Seth makes a big deal about living in a safe universe, trusting the self and universe and appreciating the self and its accomplishments for these very reasons.
For me trusting my emotions to work through creepy feelings is important. If I can’t trust my own emotions to work through the unpleasantness I sure won’t be able to trust others peoples emotions to do similar types of things, and I will judge them.
If you are giving advice to someone and it doesn’t come from a place of emotionally relaxed outcome-independent space, its a huge red flag you are dealing with a similar issue. In all likelihood though its hidden inside yourself and it may take some work uncovering it. The ego loves to assert its authority and is very clever at tricking itself in these terms. It thinks it has some intellectual mastery over the advice you may be giving someone else, but the emotions you feel at the moment and if their not from a relaxed caring place will tell you the real truth.
P.S. I was much inspired from watching Denzel Washington in Flight last night. He piloted a plane did some truly scary stuff, but remained calm, calling it instinct. In it he is an alcoholic who tries to change his life. Watching an INFJ create a new unifying principle/framework to base their lives around is an awesome learning tool. The emotional/belief reorganization it entails is so clearly depicted. It offers a create template/blueprint. At the end, his son asks him, “Who are you?”
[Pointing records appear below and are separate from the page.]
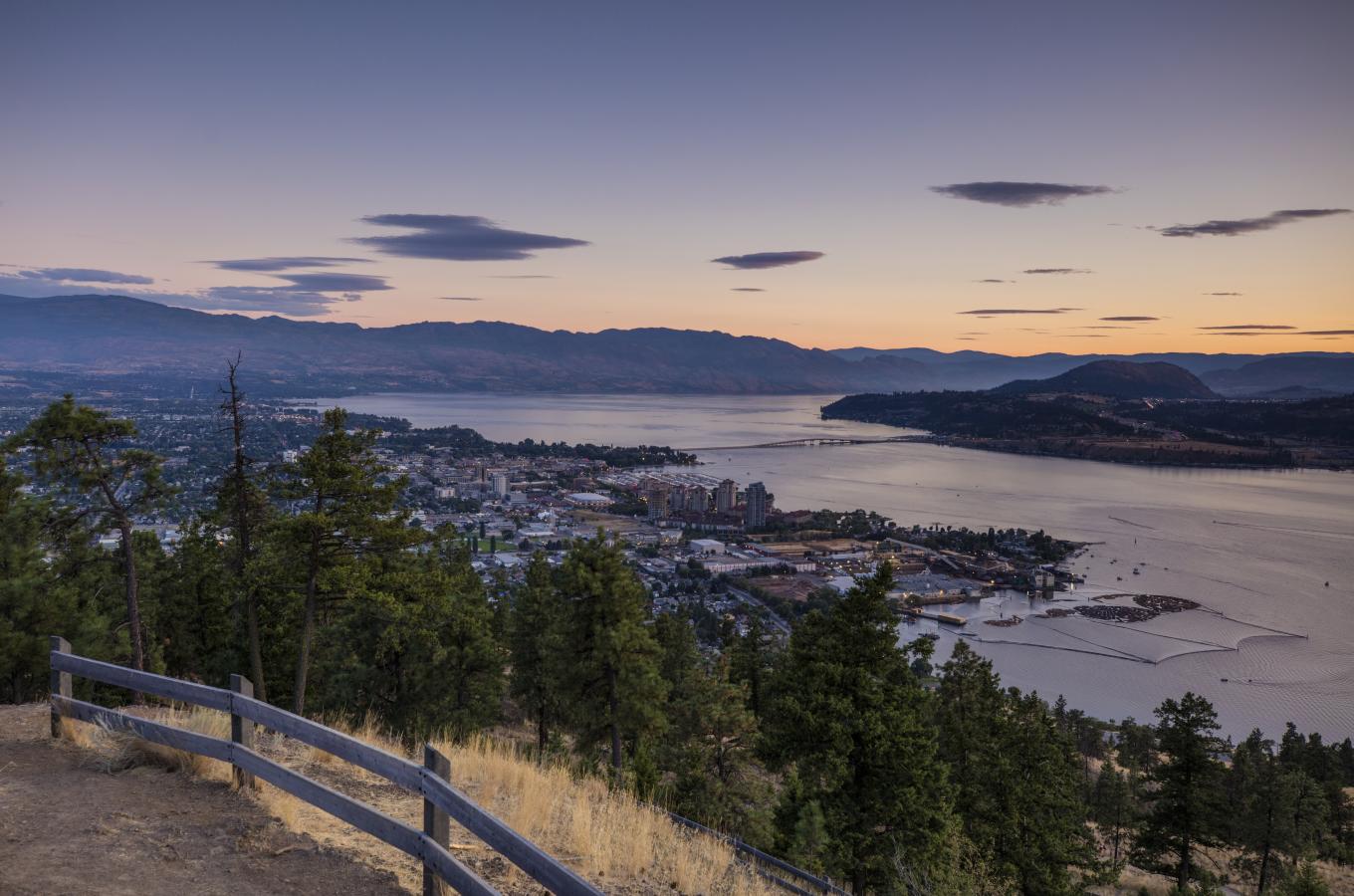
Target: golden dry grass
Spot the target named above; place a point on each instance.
(605, 834)
(113, 750)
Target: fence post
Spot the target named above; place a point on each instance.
(60, 682)
(436, 823)
(241, 729)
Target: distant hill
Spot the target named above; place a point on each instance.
(1270, 375)
(986, 369)
(1116, 379)
(128, 345)
(116, 338)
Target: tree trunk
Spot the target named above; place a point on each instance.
(128, 560)
(244, 531)
(308, 628)
(613, 701)
(542, 734)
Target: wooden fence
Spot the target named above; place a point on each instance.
(442, 801)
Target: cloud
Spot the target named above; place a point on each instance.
(335, 282)
(762, 260)
(1249, 327)
(1236, 228)
(458, 238)
(86, 275)
(997, 312)
(1018, 194)
(248, 298)
(285, 263)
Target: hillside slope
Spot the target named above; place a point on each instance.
(1116, 379)
(112, 337)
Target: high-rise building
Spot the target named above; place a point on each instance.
(698, 498)
(757, 503)
(726, 496)
(655, 496)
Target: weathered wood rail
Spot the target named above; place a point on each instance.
(442, 801)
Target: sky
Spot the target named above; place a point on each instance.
(1003, 176)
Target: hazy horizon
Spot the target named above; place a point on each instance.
(1060, 177)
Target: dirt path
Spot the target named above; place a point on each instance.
(67, 827)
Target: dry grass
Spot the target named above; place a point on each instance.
(113, 750)
(606, 835)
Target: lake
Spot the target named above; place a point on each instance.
(1258, 546)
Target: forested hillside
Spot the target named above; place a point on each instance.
(835, 749)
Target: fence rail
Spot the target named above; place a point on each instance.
(442, 800)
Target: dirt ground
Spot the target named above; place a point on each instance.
(68, 827)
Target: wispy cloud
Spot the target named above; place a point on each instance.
(1238, 226)
(1057, 271)
(458, 238)
(285, 263)
(85, 275)
(763, 260)
(1249, 327)
(1018, 194)
(335, 282)
(1000, 312)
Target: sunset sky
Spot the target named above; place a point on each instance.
(834, 175)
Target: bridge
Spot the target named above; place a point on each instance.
(815, 441)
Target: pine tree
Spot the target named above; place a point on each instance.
(82, 452)
(244, 507)
(1016, 775)
(849, 718)
(1114, 809)
(537, 646)
(751, 662)
(615, 691)
(1184, 801)
(348, 509)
Which is interesting. The first thing that comes to my mind when someone asks that questions is that we are the sum of our experiences. Our ego particularly likes that narrative. This is why people when asked the question may list their educational achievements, job title, ethnicity, nationality, age, name, etc. However the personality has the ability to reorganize itself around entirely new unifying principles. This fundamentally changes identity, even for the ego, or especially most importantly. You really can become a very new person, very different from the one you were.
So when some asks “who are you?” you can point out you are/were many different people, even in the same lifetime and that the person you may be tomorrow may be very different. The question can not be answered. It request stability of identity when fundamentally there is none.